Штирлиц продолжал бушевать. Он не лез с кулаками на Пальма. Он умел бушевать иначе – отходил к окну, сцеплял пальцы за спиной и, переступая с мысков на пятки, вколачивал фразы, словно гвозди:
– Вы сказали, Пальма, что это именно наши люди хотели вас угрохать под Уэской. Вы утверждаете, что в вас стреляли не красные, а коричневые – то есть мы. Почему же вы остались после ранения здесь? Почему вы не уехали в свою родную Ригу? Или, на худой конец, в любимый вами Лондон?
– Я остался потому, что во мне до сих пор живут сомнения, Штирлиц. Окончательные решения я принимаю, лишь когда сомнениям места не остается. Тогда я принимаю единственное решение. Если в меня, друга Германии, стреляют немцы, значит, что-то случилось; значит, враги пытаются нас поссорить, мягко говоря.
– Какие враги?! – крикнул Хаген и осекся, потому что Штирлиц повернулся и отошел от окна. – Какие враги, господин Пальма? – повторил он тихо.
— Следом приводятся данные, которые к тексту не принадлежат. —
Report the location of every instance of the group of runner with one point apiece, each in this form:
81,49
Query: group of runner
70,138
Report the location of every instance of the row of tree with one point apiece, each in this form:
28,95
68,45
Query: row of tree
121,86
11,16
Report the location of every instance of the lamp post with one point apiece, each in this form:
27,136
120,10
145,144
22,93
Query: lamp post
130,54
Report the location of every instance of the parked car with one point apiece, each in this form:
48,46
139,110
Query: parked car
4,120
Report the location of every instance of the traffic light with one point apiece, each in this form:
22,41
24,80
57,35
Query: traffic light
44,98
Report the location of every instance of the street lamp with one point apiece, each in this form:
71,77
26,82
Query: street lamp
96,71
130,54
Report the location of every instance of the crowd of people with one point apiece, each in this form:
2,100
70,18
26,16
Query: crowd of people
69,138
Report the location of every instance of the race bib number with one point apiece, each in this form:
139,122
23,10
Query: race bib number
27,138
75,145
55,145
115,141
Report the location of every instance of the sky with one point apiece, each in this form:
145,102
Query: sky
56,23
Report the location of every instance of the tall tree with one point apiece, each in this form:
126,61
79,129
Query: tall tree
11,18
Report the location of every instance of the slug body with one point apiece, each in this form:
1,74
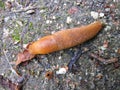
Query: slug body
61,40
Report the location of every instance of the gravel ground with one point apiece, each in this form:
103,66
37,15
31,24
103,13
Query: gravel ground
24,21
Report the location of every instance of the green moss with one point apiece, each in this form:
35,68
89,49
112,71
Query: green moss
30,25
2,5
16,35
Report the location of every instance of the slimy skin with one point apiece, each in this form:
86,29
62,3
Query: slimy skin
60,40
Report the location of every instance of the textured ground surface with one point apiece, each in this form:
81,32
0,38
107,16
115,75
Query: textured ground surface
18,27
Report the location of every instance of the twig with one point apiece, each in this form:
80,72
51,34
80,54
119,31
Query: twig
11,68
104,61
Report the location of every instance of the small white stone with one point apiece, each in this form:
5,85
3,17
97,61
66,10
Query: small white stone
94,14
61,71
5,32
41,11
59,57
103,48
25,45
54,17
30,11
6,19
48,21
101,14
69,20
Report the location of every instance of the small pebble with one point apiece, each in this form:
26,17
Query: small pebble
101,15
61,71
48,21
69,20
30,11
94,14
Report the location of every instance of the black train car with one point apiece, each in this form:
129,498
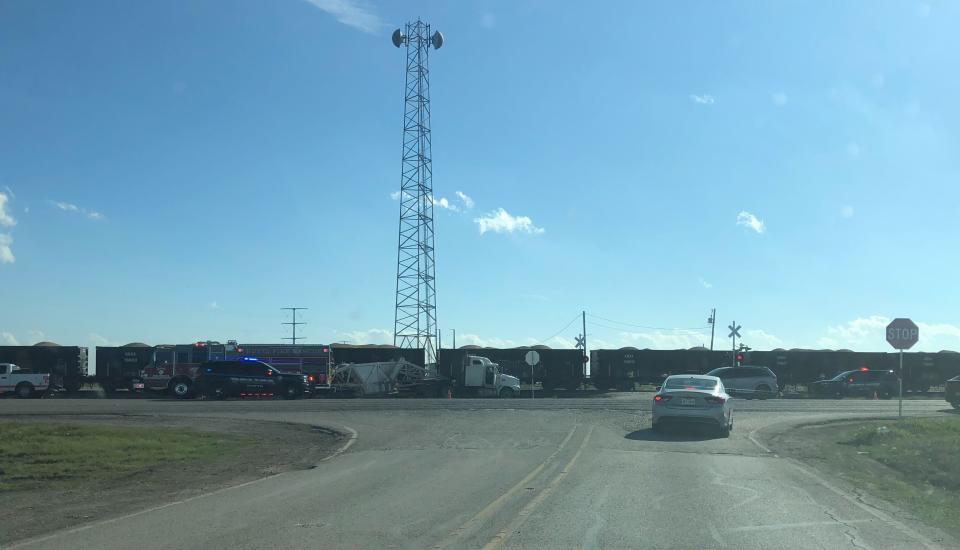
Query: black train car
344,353
558,368
118,367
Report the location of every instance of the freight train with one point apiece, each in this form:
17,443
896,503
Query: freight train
626,367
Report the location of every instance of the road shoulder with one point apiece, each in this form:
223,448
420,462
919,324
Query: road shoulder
816,448
276,447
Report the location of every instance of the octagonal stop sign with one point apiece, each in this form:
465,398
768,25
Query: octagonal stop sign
902,333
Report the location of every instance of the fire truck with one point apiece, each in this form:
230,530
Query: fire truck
174,367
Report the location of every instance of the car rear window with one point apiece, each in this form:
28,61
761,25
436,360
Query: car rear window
690,383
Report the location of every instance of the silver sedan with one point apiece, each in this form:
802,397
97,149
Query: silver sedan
693,399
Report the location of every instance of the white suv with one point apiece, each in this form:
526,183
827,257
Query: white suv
748,381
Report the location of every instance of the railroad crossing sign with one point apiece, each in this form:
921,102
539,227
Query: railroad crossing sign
902,333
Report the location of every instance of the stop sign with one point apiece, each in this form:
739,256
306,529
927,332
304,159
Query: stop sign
902,333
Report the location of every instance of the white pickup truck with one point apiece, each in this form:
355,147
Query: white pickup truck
23,384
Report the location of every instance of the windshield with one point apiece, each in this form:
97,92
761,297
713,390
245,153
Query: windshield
690,384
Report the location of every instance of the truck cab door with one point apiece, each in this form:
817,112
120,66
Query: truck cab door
490,377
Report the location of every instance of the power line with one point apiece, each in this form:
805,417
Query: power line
644,326
565,327
293,339
677,332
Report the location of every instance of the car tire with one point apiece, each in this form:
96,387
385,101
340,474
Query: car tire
289,391
763,391
24,390
181,389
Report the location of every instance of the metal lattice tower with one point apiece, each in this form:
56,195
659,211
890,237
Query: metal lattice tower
415,317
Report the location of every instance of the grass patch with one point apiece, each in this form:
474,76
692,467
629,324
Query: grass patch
35,454
916,464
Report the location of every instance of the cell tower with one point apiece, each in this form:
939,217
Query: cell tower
415,317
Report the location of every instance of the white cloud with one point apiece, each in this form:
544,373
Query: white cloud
70,207
442,202
501,221
6,220
467,339
369,336
98,340
746,219
663,340
6,253
465,199
352,13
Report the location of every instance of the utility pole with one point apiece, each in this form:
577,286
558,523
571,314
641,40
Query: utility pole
293,339
584,334
713,324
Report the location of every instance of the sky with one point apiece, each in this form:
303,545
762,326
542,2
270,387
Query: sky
180,171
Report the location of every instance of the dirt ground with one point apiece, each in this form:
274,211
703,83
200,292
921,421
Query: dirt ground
279,447
825,447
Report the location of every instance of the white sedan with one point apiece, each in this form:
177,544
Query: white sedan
693,399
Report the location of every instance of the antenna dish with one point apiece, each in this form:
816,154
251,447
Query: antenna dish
398,38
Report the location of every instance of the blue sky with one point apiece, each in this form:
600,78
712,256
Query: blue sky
182,170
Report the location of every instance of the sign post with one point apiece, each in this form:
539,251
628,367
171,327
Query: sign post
734,333
902,333
532,358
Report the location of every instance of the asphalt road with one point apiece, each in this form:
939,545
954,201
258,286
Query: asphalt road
551,473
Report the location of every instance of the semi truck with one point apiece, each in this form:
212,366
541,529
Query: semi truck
22,383
558,368
473,377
– Наши с вами, – ответил Пальма. – Наши общие враги…
Штирлиц снова включил лампу и направил яркий свет в лицо Яну.
– Хорошо… Поговорим о наших общих врагах…
Узнав о ранении Яна, Мэри Пейдж приехала в посольство Латвии – за десять минут до того, как клерки закончили свой рабочий день. Сначала швейцар учтиво объяснял этой красивой женщине, что посещение посольства в столь поздний час нецелесообразно, но потом, видя, что все разговоры бесполезны, соединил даму с советником Петерисом, который немедленно согласился принять ее.
– Вы уже знаете? – спросила Мэри.
– Да.
– Вы можете помочь мне получить испанскую визу сегодня же?
– Нет.
– Что говорят врачи?
– Врачи пока молчат. Это же ранение в голову…
– Вы думаете…
– Я думаю, что Ян пролил кровь не на той стороне и не за то дело.
– По-вашему, было бы лучше проливать кровь на стороне красных?
– А подыхать за фашистов?
– Сейчас я не сужу, когда, на чьей стороне и почему он пролил свою кровь, Петерис. Я сейчас просто жалею кровь – его кровь, понимаете? Вы же его друг…
– Мы были друзьями, Мэри. Так вернее. Как мне это ни обидно. Что вы собираетесь делать в Испании?